The College of Education at CSULB has been awarded a four-year, $1.975 million
grant by the National Institute of Child Health and Human Development (NICHD)
for a project that will look at factors that have the potential to influence
literacy development among Spanish-speaking children in Mexico.
Titled "Language and Literacy Development Among Mexican Children,
the project specifically will look for factors that might differentiate the
development of reading and related skills in English and Spanish. Among those
factors are syllabic awareness as a mediator of phonemic awareness, family
literacy practices including the traditional practice of storytelling, and
access to literacy resources in the community.
"The objective of the project is to study language and literacy development
among 600 children in grades one through three in Mexico," said Leslie
Reese, co-principal investigator for the project and a professor of Teacher
Education at CSULB. "We hope it will allow us to understand more about
the development of language and literacy skills in a cultural and linguistic
context that is substantially different from that of the United States."
The project is a collaborative effort with CSULB as the lead institution.

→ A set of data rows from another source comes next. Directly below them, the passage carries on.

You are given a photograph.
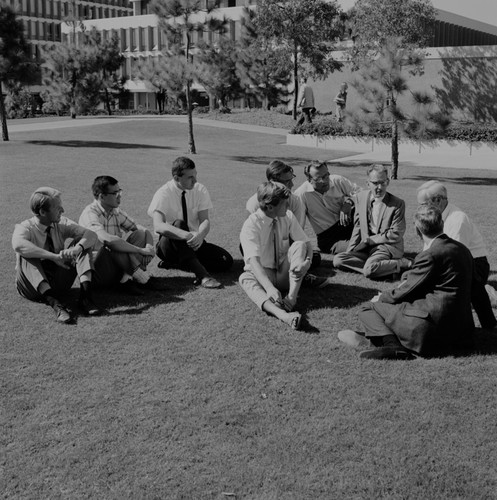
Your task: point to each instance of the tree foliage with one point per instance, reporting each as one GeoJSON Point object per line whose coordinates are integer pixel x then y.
{"type": "Point", "coordinates": [264, 68]}
{"type": "Point", "coordinates": [179, 20]}
{"type": "Point", "coordinates": [15, 65]}
{"type": "Point", "coordinates": [373, 22]}
{"type": "Point", "coordinates": [307, 28]}
{"type": "Point", "coordinates": [381, 84]}
{"type": "Point", "coordinates": [78, 75]}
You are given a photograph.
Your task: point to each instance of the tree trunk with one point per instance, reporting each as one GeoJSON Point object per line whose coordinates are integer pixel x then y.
{"type": "Point", "coordinates": [3, 116]}
{"type": "Point", "coordinates": [191, 139]}
{"type": "Point", "coordinates": [395, 149]}
{"type": "Point", "coordinates": [296, 83]}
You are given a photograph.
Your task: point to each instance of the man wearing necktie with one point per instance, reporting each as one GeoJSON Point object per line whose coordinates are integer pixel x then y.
{"type": "Point", "coordinates": [46, 267]}
{"type": "Point", "coordinates": [376, 247]}
{"type": "Point", "coordinates": [180, 214]}
{"type": "Point", "coordinates": [274, 270]}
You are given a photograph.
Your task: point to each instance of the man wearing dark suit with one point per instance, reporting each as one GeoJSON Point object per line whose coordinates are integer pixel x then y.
{"type": "Point", "coordinates": [429, 313]}
{"type": "Point", "coordinates": [376, 246]}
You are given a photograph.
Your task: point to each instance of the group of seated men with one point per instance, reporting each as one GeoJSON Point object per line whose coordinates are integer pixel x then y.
{"type": "Point", "coordinates": [429, 312]}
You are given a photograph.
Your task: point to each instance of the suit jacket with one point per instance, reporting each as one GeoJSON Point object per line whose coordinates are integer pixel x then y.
{"type": "Point", "coordinates": [433, 312]}
{"type": "Point", "coordinates": [391, 223]}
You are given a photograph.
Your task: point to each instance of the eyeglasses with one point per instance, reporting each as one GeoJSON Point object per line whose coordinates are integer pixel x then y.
{"type": "Point", "coordinates": [115, 193]}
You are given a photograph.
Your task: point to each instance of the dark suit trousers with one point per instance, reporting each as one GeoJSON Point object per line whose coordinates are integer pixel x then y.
{"type": "Point", "coordinates": [177, 254]}
{"type": "Point", "coordinates": [335, 239]}
{"type": "Point", "coordinates": [479, 296]}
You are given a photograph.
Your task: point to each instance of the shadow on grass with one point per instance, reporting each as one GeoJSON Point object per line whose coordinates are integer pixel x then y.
{"type": "Point", "coordinates": [470, 181]}
{"type": "Point", "coordinates": [97, 144]}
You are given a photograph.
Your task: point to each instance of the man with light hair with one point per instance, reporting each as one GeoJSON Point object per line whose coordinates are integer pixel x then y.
{"type": "Point", "coordinates": [274, 268]}
{"type": "Point", "coordinates": [46, 266]}
{"type": "Point", "coordinates": [461, 228]}
{"type": "Point", "coordinates": [429, 312]}
{"type": "Point", "coordinates": [123, 249]}
{"type": "Point", "coordinates": [376, 247]}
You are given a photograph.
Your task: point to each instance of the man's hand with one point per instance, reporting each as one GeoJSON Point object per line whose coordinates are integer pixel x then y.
{"type": "Point", "coordinates": [195, 241]}
{"type": "Point", "coordinates": [274, 295]}
{"type": "Point", "coordinates": [71, 253]}
{"type": "Point", "coordinates": [345, 213]}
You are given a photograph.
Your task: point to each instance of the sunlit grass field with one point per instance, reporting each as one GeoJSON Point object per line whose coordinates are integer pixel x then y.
{"type": "Point", "coordinates": [195, 394]}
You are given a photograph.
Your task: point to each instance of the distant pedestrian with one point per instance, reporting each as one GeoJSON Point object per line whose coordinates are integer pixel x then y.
{"type": "Point", "coordinates": [341, 102]}
{"type": "Point", "coordinates": [306, 102]}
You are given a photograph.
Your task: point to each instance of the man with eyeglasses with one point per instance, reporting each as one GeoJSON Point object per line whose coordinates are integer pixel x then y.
{"type": "Point", "coordinates": [328, 204]}
{"type": "Point", "coordinates": [376, 247]}
{"type": "Point", "coordinates": [459, 227]}
{"type": "Point", "coordinates": [123, 249]}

Among the other partners are the University of Houston, Temple University
and, most importantly according to Reese, the Instituto Tecnologico de Estudios
Superiores del Oeste, or ITESO, a private Jesuit university in Guadalajara,
Mexico.
This new project is complementary to another program CSULB has been involved
with for about four years. In that other program, which again includes the
University of Houston and Temple University, researchers are looking at language
and literacy development in both languages (English and Spanish) among Spanish-speaking
children in the United States, studying children at sites in California and
Texas.
"In the U.S.-based project, we've been looking at school, home and community
factors and how all of those things influence Spanish-speaking children's
language and literacy development here, but we were very interested in studying
the same set of issues with the same set of measures among Spanish-speaking
children who are in a completely Spanish-speaking environment, Reese explained.
To our knowledge, that has not been done yet. So, one of the goals of this
project is that comparison to be able to look at and compare children's
Spanish development in a predominately English-speaking environment and their
Spanish development in a predominately Spanish-speaking environment.
Students will be sampled from three public schools in different contexts
in a metropolitan area in Mexico 1) a predominantly working-class area with
indigenous cultural influences; 2) a mixed working- and middle-class community
with a large percentage of the population with family ties to the United States;
and (3) a predominantly middle-class community.
Children's language and literacy skills will be assessed at the beginning
and end of the year, and there will be observers in classrooms five times
each year three times with coded observation protocols used in the U.S.
studies and twice with ethnographic protocols designed to identify features
of Mexican classrooms that pre-coded protocols might not assess.
"In terms of measurement, I think this study is going to help advance
the field of education for those children whose first language is Spanish,"
Reese pointed out. "What we have done up to this point, we have assessed
the children in English using English norms, and we have assessed the children
in Spanish using Spanish norms. We treat it as if the children have two languages
that we can assess separately, but when children are growing up with two languages,
growing up bilingually, it's different.
"They may have some concepts that they can express in one language,
some concepts that they can express in the other language, and some that can
be expressed in both languages," she added. "And the Spanish that
is used in bilingual settings in this country most likely differs in some
ways from the Spanish used on standard vocabulary measures."